The U.S. House aviation subcommittee this week turned its attention to new market entrants, such as drones and eVTOL aircraft, as it considered its position on the pending FAA reauthorization bill. In opening statements before industry testimony on March 30, several lawmakers were heavily critical of the Biden Administration, accusing it of failing to support the emerging advanced air mobility (AAM) sector.
Comparing the newcomers to the U.S. aviation system to runners in a marathon race who can’t find the finish line when signposts are removed after 25 miles, subcommittee chairman Rep. Garret Graves (R-Louisiana) said the industry has been thwarted by its own government. “We don’t have a government that has the processes in place to provide predictability in decision making, or that gets the urgency to certify and integrate these products,” he told the hearing in Washington, D.C.
“After five years, the FAA has certified just one drone,” Graves continued. “We cannot allow these opportunities to be stifled by red tape and requests for more data. We’re going to cede our leadership [in the AAM sector] to other countries.”
Subcommittee ranking minority member Rick Larsen (D-Washington) echoed some of the Republican chair’s critique, calling for an end to “organizational inefficiencies” at the FAA to create the regulatory bandwidth to certify new aircraft and approve access to the national airspace. He characterized the challenge as an opportunity to create some 280,000 jobs in the new sector, while also opening the door to new technology that could significantly cut aviation’s carbon footprint.

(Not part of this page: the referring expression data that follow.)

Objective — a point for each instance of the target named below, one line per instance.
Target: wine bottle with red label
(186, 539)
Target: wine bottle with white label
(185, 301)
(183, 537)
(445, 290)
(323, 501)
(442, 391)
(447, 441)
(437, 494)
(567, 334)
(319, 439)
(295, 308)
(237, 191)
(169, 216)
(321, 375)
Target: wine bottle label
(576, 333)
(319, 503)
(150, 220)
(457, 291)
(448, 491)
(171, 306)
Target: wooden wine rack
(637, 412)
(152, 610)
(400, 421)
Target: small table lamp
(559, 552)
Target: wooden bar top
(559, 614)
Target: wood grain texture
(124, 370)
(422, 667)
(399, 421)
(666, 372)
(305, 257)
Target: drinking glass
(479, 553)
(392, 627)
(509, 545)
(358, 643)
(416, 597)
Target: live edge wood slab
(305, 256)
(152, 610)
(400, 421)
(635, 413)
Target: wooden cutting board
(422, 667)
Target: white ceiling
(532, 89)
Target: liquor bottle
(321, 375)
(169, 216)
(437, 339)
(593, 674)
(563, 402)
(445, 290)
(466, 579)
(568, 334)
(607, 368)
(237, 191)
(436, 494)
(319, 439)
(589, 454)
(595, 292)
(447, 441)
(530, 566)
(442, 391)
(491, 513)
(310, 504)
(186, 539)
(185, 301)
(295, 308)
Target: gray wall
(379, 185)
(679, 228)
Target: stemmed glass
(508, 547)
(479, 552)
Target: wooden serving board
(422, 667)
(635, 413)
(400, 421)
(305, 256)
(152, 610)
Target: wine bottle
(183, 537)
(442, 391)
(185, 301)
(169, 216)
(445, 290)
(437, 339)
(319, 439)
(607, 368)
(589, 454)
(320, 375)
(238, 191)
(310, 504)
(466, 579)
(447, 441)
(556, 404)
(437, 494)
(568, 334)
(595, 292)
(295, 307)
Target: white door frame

The subcommittee of the House’s Transportation and Infrastructure Committee heard from eight industry witnesses representing manufacturers and operators of eVTOL aircraft and uncrewed air systems. While their contributions were less politically tinged than those of the elected officials, they urged Congress to give FAA both the mandate and resources to help the AAM sector to fulfill its potential.
Witnesses giving both oral and written testimony included the following Adam Woodworth, CEO of drone maker Wing; Roxana Kennedy, chief of police in Chula Vista, California; Stuart Ginn, medical director of WakeMed Health and Hospitals; Catherine Cahill, director of the Alaska Center of UAS Integration; Kyle Clark, CEO of eVTOL aircraft developer Beta Technologies; JoeBen Bevirt, Joby Aviation’s CEO, Chris Bradshaw, CEO of the Bristow Group, representing the Helicopter Association International; and Clint Harper, an AAM expert and community advocate.